HONG KONG • Hong Kong has long marketed itself as the gateway to China for foreign businesses, especially the United States. With a trade war now raging between the world's two largest economies, that has become a problem.
Having shifted its factories across the border decades ago to benefit from cheaper labour, Hong Kong now finds its role as a trade conduit to be a source of concern.
Products destined for China and the US passing through the city accounted for almost 10 per cent of its roughly US$500 billion (S$690 billion) in exports last year, according to the Hong Kong Trade Development Council.
The import-export business overall represents almost a fifth of the domestic economy, and worsening sentiment on the mainland can spill over into the former British colony in other ways - most obviously tourism spending. Add the trade war threat to an already-inflated property market, and Hong Kong's economy begins to look fragile.
"These are the two biggest traders in the world, and they trade through us with each other," said Mr Nicholas Kwan, director of research at the Hong Kong Trade Development Council (HKTDC). "So when they are fighting, a lot of intermediaries get hurt and we are the most prominent intermediary between these two."
The immediate effect of the worsening of the trade conflict this year is hard to disentangle from already-slowing activity, but it is clear that metrics such as container throughput will continue to suffer if the tariff war drags on.
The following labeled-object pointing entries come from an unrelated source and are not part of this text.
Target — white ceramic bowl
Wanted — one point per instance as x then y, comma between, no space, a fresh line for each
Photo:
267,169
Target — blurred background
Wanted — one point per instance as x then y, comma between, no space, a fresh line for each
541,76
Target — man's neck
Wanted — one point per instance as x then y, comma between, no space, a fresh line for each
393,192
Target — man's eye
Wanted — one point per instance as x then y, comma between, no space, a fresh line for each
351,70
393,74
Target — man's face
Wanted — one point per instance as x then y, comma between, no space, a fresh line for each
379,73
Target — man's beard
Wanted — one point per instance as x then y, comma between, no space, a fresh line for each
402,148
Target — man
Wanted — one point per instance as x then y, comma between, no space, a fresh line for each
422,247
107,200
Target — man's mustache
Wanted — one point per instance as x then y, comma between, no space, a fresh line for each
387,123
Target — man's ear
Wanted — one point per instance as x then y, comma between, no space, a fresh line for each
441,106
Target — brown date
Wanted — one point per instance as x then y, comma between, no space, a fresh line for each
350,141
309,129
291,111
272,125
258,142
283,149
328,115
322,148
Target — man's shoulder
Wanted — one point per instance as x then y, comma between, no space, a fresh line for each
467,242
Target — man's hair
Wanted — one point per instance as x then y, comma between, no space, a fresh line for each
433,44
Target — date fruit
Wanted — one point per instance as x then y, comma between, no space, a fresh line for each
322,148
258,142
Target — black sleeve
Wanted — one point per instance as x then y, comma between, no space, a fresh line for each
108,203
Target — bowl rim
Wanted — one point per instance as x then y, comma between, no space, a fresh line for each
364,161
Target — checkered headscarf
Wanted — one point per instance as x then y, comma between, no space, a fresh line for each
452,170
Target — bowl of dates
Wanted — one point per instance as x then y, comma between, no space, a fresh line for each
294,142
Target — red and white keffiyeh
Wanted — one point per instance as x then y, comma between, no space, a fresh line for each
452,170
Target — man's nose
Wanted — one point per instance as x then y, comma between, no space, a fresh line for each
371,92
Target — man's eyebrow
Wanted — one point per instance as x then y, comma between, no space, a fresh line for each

Gross domestic product grew 3.5 per cent in the second quarter from a year ago, compared with a revised 4.6 per cent in the first, according to government data.
The HKTDC cut its forecast for Hong Kong's 2018 export growth to 3 per cent from 6 per cent after its latest quarterly export sentiment index reading for last month plunged a record amount, from an expansionary 54.1 in the second quarter to 35.8 in the third. Readings below 50 indicate a majority of exporters expect contracting shipments.
The results underscore the gloom surrounding Hong Kong's trade market, especially in the key electronics segment, which suffered the biggest overall drop to 35.4 from 55.2 in the prior quarter, the report said. The sector makes up almost 70 per cent of total merchandise exports.
The trade woes come at a tricky time as the city navigates the impact of a slowing economy in China while borrowing costs are likely to rise due to monetary policy being tied to the Federal Reserve's interest rate hikes, thanks to the city's currency peg.
"We cannot rely on monetary policy," said Ms Iris Pang, Greater China economist with ING Bank NV in Hong Kong. "We have to rely on fiscal stimulus and now is the right time for the Hong Kong government to spend its fiscal money."
Ms Pang cut her 2018 economic growth forecast for Hong Kong to 3.6 per cent from 4.9 per cent in August due to the trade war and may slash her 2019 and 2020 targets as well if the conflict continues, she said. She currently forecasts 2.6 per cent growth next year and 2.5 per cent in 2020. Standard Chartered Bank and United Overseas Bank have also lowered their forecasts for this year.
A weaker domestic economy, higher interest rates and a dimmer outlook could all contribute to a turning point for the territory's real-estate market, among the world's most expensive.